Evaluation History Enquire about LUTS (storage or voiding symptoms); triggers for incontinence (cough, sneezing, exercise, position, urgency); frequency and severity of symptoms. Establish risk factors (abdominal/pelvic surgery or radiotherapy; neurological diseases; obstetric and gynaecological history; medications). A validated patient completed questionnaire may be helpful (IPSS, FLUTS, Kings Health, SF36 QOL).
Physical examination Women Perform a pelvic examination in the supine, standing, and left lateral position with a Sim's speculum. Ask the patient to cough or strain, and inspect for vaginal wall prolapse (cystocele, rectocele, enterocele), uterine or perineal descent, and urinary leakage (stress test). Urethral hypermobility is assessed with the Q-tip test. A lubricated cotton-tipped applicator is introduced through the urethra to bladder neck level. Hypermobility is defined as a resting or straining angle of >30° from horizontal.
Both sexes Examine the abdomen for a palpable bladder (indicating urinary retention). A neurological examination should include assessment of anal tone and reflex, perineal sensation, and lower limb function.
Investigation - Bladder diaries: record the frequency and volume of urine voided, incontinent episodes, pad usage, fluid intake, and degree of urgency. Alternatively, pads can be weighed to estimate urine loss (pad testing). - Urinalysis: can exclude UTIs. Blood tests, X-ray imaging, cystoscopy: indicated for persistent or severe symptoms, bladder pain, and voiding difficulties. - Screening tests: flowmetry measures the pressure of urine voided. A low rate indicates bladder outflow obstruction or reduced bladder contractility. The volume of urine remaining in the bladder after voiding (post-void residual) is also useful (<50ml is normal; >200ml is abnormal; 50 - 200ml requires clinical correlation). - Urodynamic investigations: cystometry can measure the minimal pressure at which leakage occurs on straining (abdominal leak point pressure). Pressures >90 - 100cmH2O suggest SUI and hypermobility, <60cmH2O suggests ISD. Videourodynamics can visualize movement of the proximal urethra and bladder neck, and establish the precise aetiology of UI. It can also identify relevant anatomical or neurological abnormalities and risk factors for the development of upper tract deterioration. - Sphincter electromyography (EMG): measures electrical activity from striated muscles of the urethra or perineal floor, and provides information on synchronization between bladder muscle (detrusor) and external sphincter.
Causes and pathophysiology Risk factors - Predisposing factors - gender (female > males) - race (Caucasian > Afro-Caribbean) - genetic predisposition - neurological disorders (spinal cord injury, stroke, MS, Parkinson's disease) - anatomical disorders (vesicovaginal fistula, ectopic ureter, urethral diverticulum) - childbirth - anomalies in collagen subtype - pelvic, perineal, and prostate surgery (radical hysterectomy; radical prostatectomy; TURP) leading to pelvic muscle and nerve injury - radical pelvic radiotherapy
Pathophysiology The underlying aetiology for UI can only be absolutely determined by urodynamic studies.

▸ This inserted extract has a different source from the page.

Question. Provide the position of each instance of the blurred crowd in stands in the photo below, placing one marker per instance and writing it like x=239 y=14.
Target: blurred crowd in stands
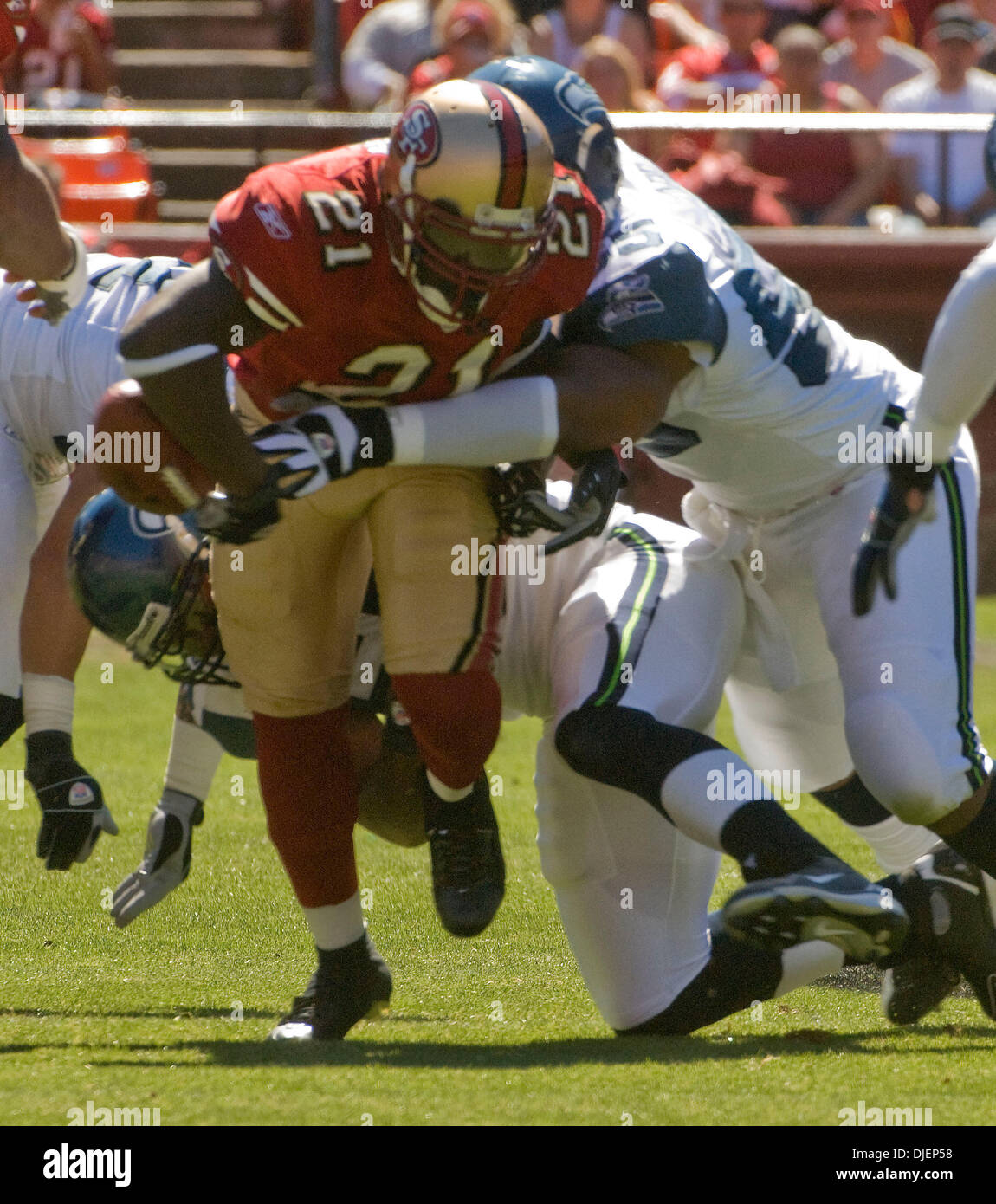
x=734 y=55
x=659 y=55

Causes include: Bladder abnormalities Detrusor overactivity is a urodynamic observation characterized by involuntary bladder muscle (detrusor) contractions during the filling phase of the bladder, which may be spontaneous or provoked, and can consequently cause urinary incontinence. The underlying cause may be neurogenic, where there is a relevant neurological condition, or idiopathic, where there is no defined cause. Low bladder compliance is characterized by a decreased volume to pressure relationship, where there is a high increase in bladder pressure during filling due to alterations in elastic properties of the bladder wall, or changes in muscle tone (secondary to myelodysplasia, spinal cord injury, radical hysterectomy, interstitial or radiation cystitis).
Sphincter abnormalities In females there may be functional abnormalities of urethral hypermobility and/or intrinsic sphincter deficiency (ISD). These are the main causes of SUI.
Urethral hypermobility is due to a weakness of pelvic floor support causing a rotational descent of the bladder neck and proximal urethra during increases in intra-abdominal pressure. If the urethra opens concomitantly, there will be urinary leaking.
Intrinsic sphincter deficiency (ISD) describes an intrinsic malfunction of the sphincter, regardless of its anatomical position, which is responsible for type III SUI. Causes include inadequate urethral compression (previous urethral surgery; ageing; menopause; radical pelvic surgery; anterior spinal artery syndrome) or deficient urethral support (pelvic floor weakness; childbirth; pelvic surgery; menopause). In males, the urethral sphincter may be damaged after prostatic or pelvic surgery (TURP; prostatectomy).